A client is admitted with weakness, expressive aphasia, and right hemianopia. The brain MRI reveals an infarct. The nurse understands these symptoms to be suggestive of which of the following findings? A) Transient ischemic attack (TIA) B) Left-sided cerebrovascular accident (CVA) C) Right-sided cerebrovascular accident (CVA) D) Completed Stroke

B) Left-sided cerebrovascular accident (CVA)

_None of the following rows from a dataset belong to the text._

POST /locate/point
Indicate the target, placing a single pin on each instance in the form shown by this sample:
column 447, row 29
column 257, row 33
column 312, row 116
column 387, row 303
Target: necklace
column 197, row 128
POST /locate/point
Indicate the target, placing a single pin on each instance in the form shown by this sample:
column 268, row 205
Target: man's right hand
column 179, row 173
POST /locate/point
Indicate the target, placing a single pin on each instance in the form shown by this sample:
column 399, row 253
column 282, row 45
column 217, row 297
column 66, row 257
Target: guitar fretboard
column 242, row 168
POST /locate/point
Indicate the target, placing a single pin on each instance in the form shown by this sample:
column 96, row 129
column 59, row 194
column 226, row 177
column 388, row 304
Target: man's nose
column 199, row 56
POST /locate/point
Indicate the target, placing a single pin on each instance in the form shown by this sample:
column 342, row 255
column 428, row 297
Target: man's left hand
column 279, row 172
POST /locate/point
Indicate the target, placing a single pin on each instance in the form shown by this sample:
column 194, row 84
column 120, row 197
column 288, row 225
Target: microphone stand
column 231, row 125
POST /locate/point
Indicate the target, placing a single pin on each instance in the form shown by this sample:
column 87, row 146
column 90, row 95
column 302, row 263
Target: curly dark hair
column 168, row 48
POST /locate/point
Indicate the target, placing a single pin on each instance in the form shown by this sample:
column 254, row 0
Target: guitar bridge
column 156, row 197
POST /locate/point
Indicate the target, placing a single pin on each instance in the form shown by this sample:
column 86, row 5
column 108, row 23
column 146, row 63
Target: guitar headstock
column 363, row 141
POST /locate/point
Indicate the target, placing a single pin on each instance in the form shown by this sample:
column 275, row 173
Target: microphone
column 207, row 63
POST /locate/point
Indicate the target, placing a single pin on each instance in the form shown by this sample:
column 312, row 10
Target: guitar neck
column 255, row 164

A client who complains of recurring headaches, accompanied by increased irritability, photophobia, and fatigue is asked to track the headache symptoms and occurrence on a calendar log. Which is the best nursing rationale for this action? A) Cluster headaches can cause severe debilitating pain. B) Migraines often coincide with menstrual cycle. C) Tension headaches are easier to treat. D) Headaches are the most common type of reported pain.

B) Migraines often coincide with menstrual cycle.

Which nursing assessment finding is the most indicative of a hemorrhage stroke? A) Client history of atrial fibrillation B) Sudden onset of breathing alterations C) Symptoms evolving over 24 to 48 hours D) Client history of hyperlipidemia

B) Sudden onset of breathing alterations

A diagnostic test has determined that the appropriate diet for the client with a left cerebrovascular accident (CVA) should include honey thickened liquids. Which of the following is the priority nursing diagnosis for this client? A) Risk for fluid volume deficit B) Risk for electrolyte imbalance C) Impaired swallowing D) Altered nutrition: less than body requirements

C) Impaired swallowing

The nurse is caring for a client with a cerebral aneurysm. Why does the nurse limit the interaction of visitors or family members with the client with an aneurysm? A) The interaction may cause the client to become violent. B) The interaction may cause migraine in the client. C) The stimulation can increase intracranial pressure (ICP) or trigger a seizure. D) The client may become emotional and lose interest in the treatment.

C) The stimulation can increase intracranial pressure (ICP) or trigger a seizure.